Still, do we really believe that the greatest works of verbal art have no implicit moral claims, no persuasive intent? In its vivid portraiture, Jane Eyre leads my soul to hate the false piety of Mr. Brocklehurst and love the true religion of Helen Burns. By a stunning command of speech, Harper Lee binds my loves to Atticus Finch’s. These works of fiction don’t need didactic sententiae to make their points; the form itself is persuasive. Poetic pictures, not polemics, convince the reader.

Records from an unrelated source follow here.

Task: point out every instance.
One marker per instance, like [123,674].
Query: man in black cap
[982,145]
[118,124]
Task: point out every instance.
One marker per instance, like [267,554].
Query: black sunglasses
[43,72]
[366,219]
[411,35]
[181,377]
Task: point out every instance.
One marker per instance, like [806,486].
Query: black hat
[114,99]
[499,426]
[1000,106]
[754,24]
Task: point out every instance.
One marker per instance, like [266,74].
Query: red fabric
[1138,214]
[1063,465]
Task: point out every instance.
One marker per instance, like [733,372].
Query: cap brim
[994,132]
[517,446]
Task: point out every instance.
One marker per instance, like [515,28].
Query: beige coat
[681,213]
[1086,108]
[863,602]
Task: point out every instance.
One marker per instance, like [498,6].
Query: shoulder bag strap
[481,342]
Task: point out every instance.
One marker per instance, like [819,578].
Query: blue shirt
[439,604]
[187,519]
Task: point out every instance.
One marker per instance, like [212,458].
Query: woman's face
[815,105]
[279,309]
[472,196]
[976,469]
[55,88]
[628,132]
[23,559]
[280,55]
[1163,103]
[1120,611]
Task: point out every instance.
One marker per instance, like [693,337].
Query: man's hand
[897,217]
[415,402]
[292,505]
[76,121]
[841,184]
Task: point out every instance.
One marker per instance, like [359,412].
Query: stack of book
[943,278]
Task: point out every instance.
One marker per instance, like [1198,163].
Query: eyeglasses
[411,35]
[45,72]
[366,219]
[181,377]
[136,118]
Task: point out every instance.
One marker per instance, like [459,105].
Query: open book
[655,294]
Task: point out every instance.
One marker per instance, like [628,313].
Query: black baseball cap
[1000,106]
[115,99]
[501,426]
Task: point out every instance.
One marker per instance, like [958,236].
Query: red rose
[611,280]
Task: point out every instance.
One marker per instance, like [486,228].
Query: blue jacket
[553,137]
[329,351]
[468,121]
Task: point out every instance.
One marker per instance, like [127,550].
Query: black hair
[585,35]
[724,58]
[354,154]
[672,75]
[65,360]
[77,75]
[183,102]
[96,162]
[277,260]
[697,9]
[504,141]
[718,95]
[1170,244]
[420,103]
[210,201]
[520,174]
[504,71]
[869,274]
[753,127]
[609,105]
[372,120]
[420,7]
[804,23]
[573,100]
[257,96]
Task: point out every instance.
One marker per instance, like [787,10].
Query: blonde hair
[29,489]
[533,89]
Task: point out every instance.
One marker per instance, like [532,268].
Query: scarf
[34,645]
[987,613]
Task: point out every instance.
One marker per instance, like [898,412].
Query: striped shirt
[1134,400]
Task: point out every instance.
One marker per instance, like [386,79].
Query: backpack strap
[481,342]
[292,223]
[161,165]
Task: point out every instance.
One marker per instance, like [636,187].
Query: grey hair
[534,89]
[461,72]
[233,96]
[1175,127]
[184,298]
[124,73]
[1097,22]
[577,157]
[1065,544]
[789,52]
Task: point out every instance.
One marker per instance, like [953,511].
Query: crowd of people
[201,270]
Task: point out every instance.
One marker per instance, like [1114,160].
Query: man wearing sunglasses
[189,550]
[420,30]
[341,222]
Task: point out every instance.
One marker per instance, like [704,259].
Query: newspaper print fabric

Can we even imagine a work of art without some element of persuasion? All art instructs, even abstract art. The pure form of Rachmaninoff teaches me something about innovation and potential. The minimalism of Arvo Pärt spins me a story about chaos and order. Even Dadaist twaddle like Robert Rauschenberg’s Erased de Kooning Drawing (1953) seems to communicate a message: namely, that destruction can be art. The purest example of l’art pour l’art I can think of is Andy Warhol’s experimentalist film Empire (1964), which is nothing more than eight hours’ footage of the Empire State Building. No characters, no story, no symbolism. Yet those audience members who chucked paper cups at Warhol’s first screening grasped Empire’s unspoken manifesto: “Whatever I do and do machine-like is what I want to do.”

Poe and I will agree on one thing: we shouldn’t reduce poetry to a behavior modification tool. Silly moralism suits literary study about as well as a pair of hammer pants. But we need not conflate a moral approach to literature with a utilitarian approach. That is to say, we can read literature morally without moralizing.

The key here is to understand how the poetic imagination communicates wisdom. Sir Philip Sidney spoke for the whole classical tradition (Horace, Longinus, Saint Basil, Dante, and others) when he described literature as a “speaking picture” of virtue and vice. While philosophers point to the good life through propositions, poets do so by images:

Whatsoever the philosopher saith should be done, [the poet] giveth a perfect picture of it in some one by whom he presupposeth it was done, so as he coupleth the general notion with the particular example. A perfect picture I say, for he yieldeth to the powers of the mind an image of that whereof the philosopher bestoweth but a wordish description, which doth neither strike, pierce, nor possess the sight of the soul so much as that other doth.

Clearly, the philosopher’s job is different from the poet’s, but the two aren’t unrelated. The former delivers “general notions”; the latter “particular examples.” But both aim at the truth. We arrive once again at our original question: Should we read great literature for morals? Not if by “morals” we mean tidy, encapsulated vitamin pills of good sense. But if by “morality” we mean instead a “perfect picture” of philosophy—an image of virtue that “strikes,” “pierces,” and “possesses the sight of the soul”—then yes, yes, yes, yes. Read for those things. Evermore.